If you need to catch a direct bus to Orly or Charles de Gaul airport then hurry to the Air France building located in Esplanade des Invalides (2 Rue Robert Esnault-Pelterie and stretches along Avenue du Marechal Gallieni) is close to the Assemble Nationale mentioned earlier.  This grand old structure was built in 1867 as a railway station to transport people to the temporary buildings set up on the Esplanade des Invalides for the universal exposition of that year.  If you have time before taking off to the airport or want to take a break from your long day exploring the 7th, stop for some lunch or dinner at the ministers and politicians favourite restaurant Chez Francoise inside the Air France building.  The restaurant was established in 1949 and was romantically named after the owner’s great love Francoise where you can enjoy your last elegant, traditional French meal before taking off to your next destination.

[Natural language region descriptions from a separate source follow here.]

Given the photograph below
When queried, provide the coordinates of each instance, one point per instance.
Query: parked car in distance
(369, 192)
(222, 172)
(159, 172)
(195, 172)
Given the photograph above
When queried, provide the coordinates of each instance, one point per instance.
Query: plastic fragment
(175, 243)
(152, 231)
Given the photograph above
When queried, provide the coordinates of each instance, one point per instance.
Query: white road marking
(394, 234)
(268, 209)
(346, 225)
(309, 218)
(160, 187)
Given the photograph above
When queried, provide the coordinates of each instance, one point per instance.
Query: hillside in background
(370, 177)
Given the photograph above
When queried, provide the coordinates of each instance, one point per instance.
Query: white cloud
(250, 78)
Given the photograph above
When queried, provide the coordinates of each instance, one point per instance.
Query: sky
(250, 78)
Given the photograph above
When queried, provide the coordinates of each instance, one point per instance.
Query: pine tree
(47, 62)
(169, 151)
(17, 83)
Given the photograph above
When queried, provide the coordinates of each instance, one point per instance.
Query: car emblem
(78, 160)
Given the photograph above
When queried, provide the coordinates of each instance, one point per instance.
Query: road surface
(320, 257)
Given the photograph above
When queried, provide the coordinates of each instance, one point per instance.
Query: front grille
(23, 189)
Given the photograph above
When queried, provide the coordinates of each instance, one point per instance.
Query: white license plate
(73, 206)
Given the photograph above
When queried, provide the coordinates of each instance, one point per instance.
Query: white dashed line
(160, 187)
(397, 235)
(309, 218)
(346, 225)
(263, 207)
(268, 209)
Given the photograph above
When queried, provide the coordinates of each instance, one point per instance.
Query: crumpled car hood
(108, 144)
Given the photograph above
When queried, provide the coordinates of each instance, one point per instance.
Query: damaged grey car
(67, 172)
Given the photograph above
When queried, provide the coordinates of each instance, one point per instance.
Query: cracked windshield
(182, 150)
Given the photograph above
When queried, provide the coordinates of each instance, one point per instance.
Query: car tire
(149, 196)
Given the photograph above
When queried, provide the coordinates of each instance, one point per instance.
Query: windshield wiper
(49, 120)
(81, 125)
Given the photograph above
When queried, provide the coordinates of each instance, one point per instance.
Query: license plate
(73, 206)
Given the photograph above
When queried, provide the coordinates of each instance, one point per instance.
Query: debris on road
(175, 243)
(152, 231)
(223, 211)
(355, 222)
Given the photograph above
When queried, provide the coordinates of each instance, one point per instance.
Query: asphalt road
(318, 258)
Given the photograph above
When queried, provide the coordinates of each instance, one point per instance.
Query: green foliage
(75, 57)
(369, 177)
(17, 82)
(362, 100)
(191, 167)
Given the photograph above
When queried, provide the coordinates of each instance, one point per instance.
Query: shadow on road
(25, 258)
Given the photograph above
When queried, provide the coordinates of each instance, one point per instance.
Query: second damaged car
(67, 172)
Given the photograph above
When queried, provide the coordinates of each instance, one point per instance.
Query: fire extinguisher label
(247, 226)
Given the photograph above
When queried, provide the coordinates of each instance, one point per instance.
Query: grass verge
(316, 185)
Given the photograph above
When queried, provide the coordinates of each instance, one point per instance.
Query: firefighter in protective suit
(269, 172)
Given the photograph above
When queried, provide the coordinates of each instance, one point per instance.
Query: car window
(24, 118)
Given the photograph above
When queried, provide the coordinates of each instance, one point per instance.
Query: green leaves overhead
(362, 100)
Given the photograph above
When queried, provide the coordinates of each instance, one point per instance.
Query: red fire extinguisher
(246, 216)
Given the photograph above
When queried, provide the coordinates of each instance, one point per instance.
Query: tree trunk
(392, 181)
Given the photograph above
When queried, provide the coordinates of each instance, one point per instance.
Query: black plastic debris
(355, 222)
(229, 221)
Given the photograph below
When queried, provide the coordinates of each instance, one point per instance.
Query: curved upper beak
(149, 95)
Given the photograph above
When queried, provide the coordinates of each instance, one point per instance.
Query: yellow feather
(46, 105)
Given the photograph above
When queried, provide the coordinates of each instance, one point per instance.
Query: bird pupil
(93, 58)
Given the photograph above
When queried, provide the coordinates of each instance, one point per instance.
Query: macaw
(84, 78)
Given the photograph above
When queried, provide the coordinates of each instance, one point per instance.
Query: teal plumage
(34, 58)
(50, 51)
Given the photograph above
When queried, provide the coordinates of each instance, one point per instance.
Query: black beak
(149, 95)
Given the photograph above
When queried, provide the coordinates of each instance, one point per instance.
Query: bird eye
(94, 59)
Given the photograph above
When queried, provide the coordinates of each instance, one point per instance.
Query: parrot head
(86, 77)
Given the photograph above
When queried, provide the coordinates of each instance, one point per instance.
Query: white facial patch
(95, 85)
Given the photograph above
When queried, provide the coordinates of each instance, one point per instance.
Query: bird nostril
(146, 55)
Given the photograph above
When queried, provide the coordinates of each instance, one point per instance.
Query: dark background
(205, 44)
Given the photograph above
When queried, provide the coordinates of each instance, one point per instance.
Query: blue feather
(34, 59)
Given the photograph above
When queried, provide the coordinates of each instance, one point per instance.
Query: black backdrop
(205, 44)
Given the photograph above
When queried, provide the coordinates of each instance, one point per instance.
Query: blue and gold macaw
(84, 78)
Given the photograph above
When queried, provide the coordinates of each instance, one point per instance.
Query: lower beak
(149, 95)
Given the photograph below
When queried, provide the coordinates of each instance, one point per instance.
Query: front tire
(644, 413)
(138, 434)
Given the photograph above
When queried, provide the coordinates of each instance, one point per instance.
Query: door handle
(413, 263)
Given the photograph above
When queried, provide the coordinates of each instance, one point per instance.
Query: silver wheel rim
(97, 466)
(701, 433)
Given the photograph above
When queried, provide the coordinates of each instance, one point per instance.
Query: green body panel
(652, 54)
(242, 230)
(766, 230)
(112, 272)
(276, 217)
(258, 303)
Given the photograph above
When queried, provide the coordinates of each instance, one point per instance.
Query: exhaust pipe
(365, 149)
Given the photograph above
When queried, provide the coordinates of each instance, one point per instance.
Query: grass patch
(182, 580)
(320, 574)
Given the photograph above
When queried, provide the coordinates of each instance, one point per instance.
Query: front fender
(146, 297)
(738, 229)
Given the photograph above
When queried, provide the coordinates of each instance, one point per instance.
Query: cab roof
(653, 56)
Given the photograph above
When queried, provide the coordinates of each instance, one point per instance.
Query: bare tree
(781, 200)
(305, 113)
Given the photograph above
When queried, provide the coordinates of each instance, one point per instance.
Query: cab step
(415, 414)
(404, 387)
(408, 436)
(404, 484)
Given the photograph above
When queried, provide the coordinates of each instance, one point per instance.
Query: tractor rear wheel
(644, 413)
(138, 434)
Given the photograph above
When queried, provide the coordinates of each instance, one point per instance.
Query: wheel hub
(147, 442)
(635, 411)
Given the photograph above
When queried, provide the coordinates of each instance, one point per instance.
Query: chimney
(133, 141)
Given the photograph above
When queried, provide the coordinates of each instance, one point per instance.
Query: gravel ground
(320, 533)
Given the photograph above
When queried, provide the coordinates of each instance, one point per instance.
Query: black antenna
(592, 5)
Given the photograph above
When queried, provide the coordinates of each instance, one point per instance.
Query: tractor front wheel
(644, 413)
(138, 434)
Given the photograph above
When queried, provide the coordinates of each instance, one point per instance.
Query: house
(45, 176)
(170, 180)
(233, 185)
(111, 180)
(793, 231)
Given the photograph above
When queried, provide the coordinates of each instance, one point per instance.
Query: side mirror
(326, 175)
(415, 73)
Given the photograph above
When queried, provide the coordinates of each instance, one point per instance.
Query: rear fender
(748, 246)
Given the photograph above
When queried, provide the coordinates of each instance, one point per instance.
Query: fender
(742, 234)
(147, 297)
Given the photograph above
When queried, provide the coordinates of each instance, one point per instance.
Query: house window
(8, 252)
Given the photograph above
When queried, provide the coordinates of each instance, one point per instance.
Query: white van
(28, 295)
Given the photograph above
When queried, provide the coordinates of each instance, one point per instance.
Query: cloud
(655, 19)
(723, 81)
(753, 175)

And as you head down to the Bir Hakeim metro station to get to your next Paris stop take the time to walk along the lovely Pont de Bir-Hakeim bridge where you’ll also come across the enchanting Île aux Cygnes – an island that stretches out from the river.  The Bir Hakeim bridge is named after the Turkish fort in Libia where the Free French, who answered the call to arms by General De Gaul, held off German and Italian forces for 16 days during World War II.  To get to the L’Allée des Cygnes (Swans Path) cross the round about next to the Bir Hakeim metro stop and follow the bicycle track that goes along the elevated metro line over the river.  Once you’re about half way across the path look out for a sign that says L’Allée des Cygnes (Swans Path) which is a delightful tree lined garden that runs through the centre of this 850 metre long island that is only 11 metres wide.  It is a lovely place for a stroll, picnic and where you’ll find locals jogging and excercising or lovers kissing by the edge of the isle.  The island is an artificial one made in the 1820’s to act as a haven for the nearby Seine river port of Grenelle.  Even though the swans who gave the island its name no longer live here there are other surprising points of interest to take a peek at like the smaller version and sister statue to the Statue of Liberty in New York.  This smaller version of Lady Liberty, created by Frederick Bartoldi and inaugurated in 1889, faces west towards the Atlantic to New York and the much taller Lady Liberty was gifted to America by France as a symbol of International alliance in 1886.  Also check out the La France Renaissant (France Reborn) statue on the eastern tip of the island.  This bronze statue is the work of Halder Vaiderkinch and was gifted to Paris by the Danish in 1930.  After such a long day of exploring the beautiful 7th arrondissment, why not take the time to sit under a shady tree at the l’allee des cygnes and enjoy a delicious spread you may have bought over at Rue Cler earlier.

Some recommendations on places to stay in the 7th would be La Comptesse Tour Eiffel at 29 Avenue de Tourville which is a true gem.   This wonderful hotel with beautifully maintained and decorated rooms, offers great service and buffet breakfast and a drop dead gorgeous views of the Eiffel Tower from every room.  This hotel is only steps away from a metro stop and taxi stand, nice restaurants and cafes and the delightful Rue Cler and nearby streets mentioned earlier with only a 15/20 minute walk to other points of interest including the Eiffel Tower and others you’ve just read about in the post.  If La Comptesse isn’t in your budget or you can’t get a room try to find time to have a lovely high tea at their stunning dining salon inspired by the reading salon culture and characters of the enlightenment era.  Other nice hotels in the area would be Hotel Duquesne Eiffel, Hotel Le Tourville or go to Paris Perfect at or to book and locate an apartment near Rue Cler or with Eiffel Views because if you’re staying in the 7th why not enjoy views of the Iron Lady from your apartment.   And as the Eiffel sparkles at night as your’e enjoying an evening glass of wine and dinner courtesy of Devoli’s on Rue Cler you certainly won’t regret your decision staying here or simply visiting one of the nicest areas in Paris.